In [None]:
import numpy as np
import pandas as pd
import dask.dataframe as dd
from tqdm.notebook import tqdm

import datetime
from dateutil.relativedelta import relativedelta
import matplotlib.pyplot as plt
import plotly.express as px
import seaborn as sns

import ipywidgets as widgets
from IPython.display import display
from ipywidgets import IntProgress, HTML, VBox

import warnings
warnings.filterwarnings("ignore")

In [4]:
Adults = pd.read_csv("Adults.csv")
Swarms  = pd.read_csv("Swarms.csv")
Hoppers = pd.read_csv("Hoppers.csv")
Ecology = pd.read_csv("Ecology.csv")
Control_Operations = pd.read_csv("Control_Operations.csv")

In [5]:
fao_data = pd.concat([Ecology, Swarms, Hoppers, Adults])

In [6]:
#convert date format from onbject to pandas datetime
date_columns = ['STARTDATE', 'FINISHDATE', 'CTLSTDATE', 'CTLFNDATE']
fao_data[date_columns] = fao_data[date_columns].apply(pd.to_datetime)

In [7]:
#Ensure that both Ad and Adult are categorized under the same category
fao_data.loc[fao_data['CAT'] == 'Ad', 'CAT'] = 'Adult'

In [8]:
fao_data["TIME"] = fao_data["STARTDATE"]

In [9]:
month_name = ['January', 'February', 'March', 'April', 'May', 'June', 'July', 'August', 'September', 'October', 'November', 'December']

In [10]:
resx, resy = (0.01, 0.01)

lat_to_bucket_id = lambda x: int((x+90)/resy)
lon_to_bucket_id = lambda x: int((x+180)/resx)

bucket_id_to_lat = lambda x: (x*resy) - 90
bucket_id_to_lon = lambda x: (x*resx) - 180

In [10]:
#Replacing specific lat and lon of each row of data with its corresponding bucket_id

truncated_data = fao_data.copy()
truncated_data['lat_bucket_id'] = fao_data['Y'].apply(lat_to_bucket_id)
truncated_data['lon_bucket_id'] = fao_data['X'].apply(lon_to_bucket_id)

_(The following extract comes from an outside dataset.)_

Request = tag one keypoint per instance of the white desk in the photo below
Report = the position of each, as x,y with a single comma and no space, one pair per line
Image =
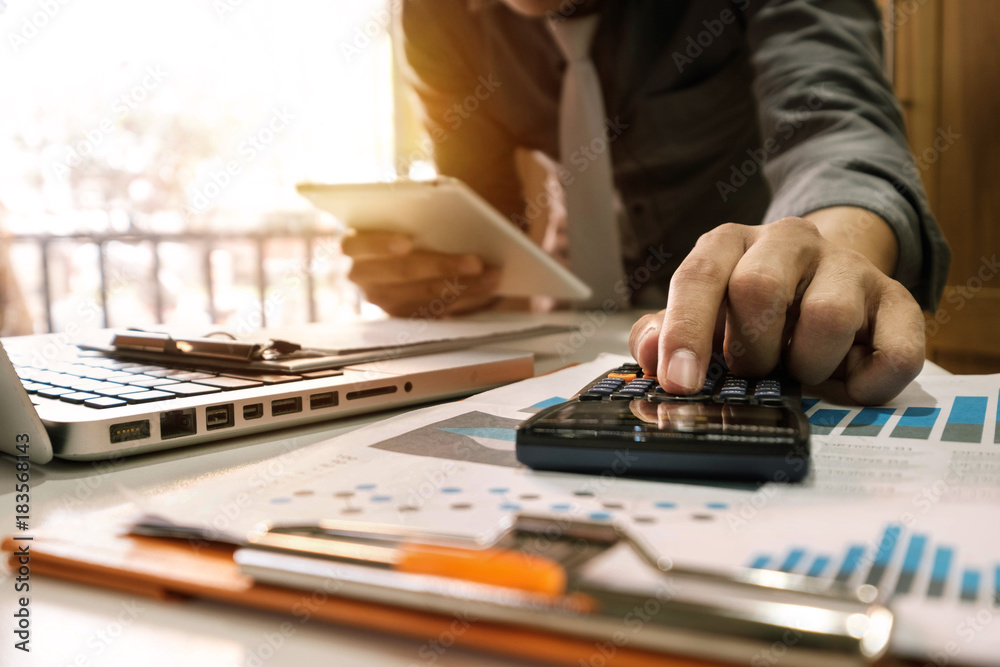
86,626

truncated_data['date'] = fao_data['STARTDATE']
truncated_data["year"] = fao_data['STARTDATE'].dt.year
truncated_data["month"] = fao_data['STARTDATE'].dt.month_name()

In [9]:
aggregate_data = truncated_data.groupby(['date','lat_bucket_id','lon_bucket_id']).agg(
# meta data
    TIME = ('STARTDATE', lambda col: col.mean()), 

# data count
    Count      = ('CAT', len),
    Swarm      = ('CAT', lambda col: sum(col=='Swarm')),
    Adult      = ('CAT', lambda col: sum(col=='Adult')),
    Hopper     = ('CAT', lambda col: sum(col=='Hopper')),
    Ecology    = ('CAT', lambda col: sum(col=='Ecology')),

# Ecology data count
    # NATVEGCAT___Ecology
    NATVEGCAT_Green    = ('NATVEGCAT', lambda col: sum(col=='Green')), 
    NATVEGCAT_Drying   = ('NATVEGCAT', lambda col: sum(col=='Drying')), 
    NATVEGCAT_Dry      = ('NATVEGCAT', lambda col: sum(col=='Dry')), 
    NATVEGCAT_Greening = ('NATVEGCAT', lambda col: sum(col=='Greening')), 

    # NATVEGDEN___Ecology
    NATVEGDEN_Moderate = ('NATVEGDEN', lambda col: sum(col=='Moderate')),
    NATVEGDEN_Sparse   = ('NATVEGDEN', lambda col: sum(col=='Sparse')), 
    NATVEGDEN_Dense    = ('NATVEGDEN', lambda col: sum(col=='Dense')), 

    # SOILMOIST___Ecology
    SOILMOIST_Dry      = ('SOILMOIST', lambda col: sum(col=='Dry')),
    SOILMOIST_Wet      = ('SOILMOIST', lambda col: sum(col=='Wet')),

    # BREEDING
    BREEDING_yes = ("BREEDING", lambda col: sum(col==1)),
    BREEDING_no = ("BREEDING", lambda col: sum(col==2)),
    BREEDING_na = ("BREEDING", lambda col: sum(col==-1)),
)

In [11]:
#Add month and day data
aggregate_data = truncated_data #aggregate_data.reset_index()
aggregate_data['month'] = aggregate_data['TIME'].dt.month_name()
aggregate_data['day']   = aggregate_data['TIME'].dt.day
aggregate_data['year']   = aggregate_data['TIME'].dt.year
aggregate_data["lat"] = aggregate_data["lat_bucket_id"].apply(bucket_id_to_lat)
aggregate_data["lon"] = aggregate_data["lon_bucket_id"].apply(bucket_id_to_lon)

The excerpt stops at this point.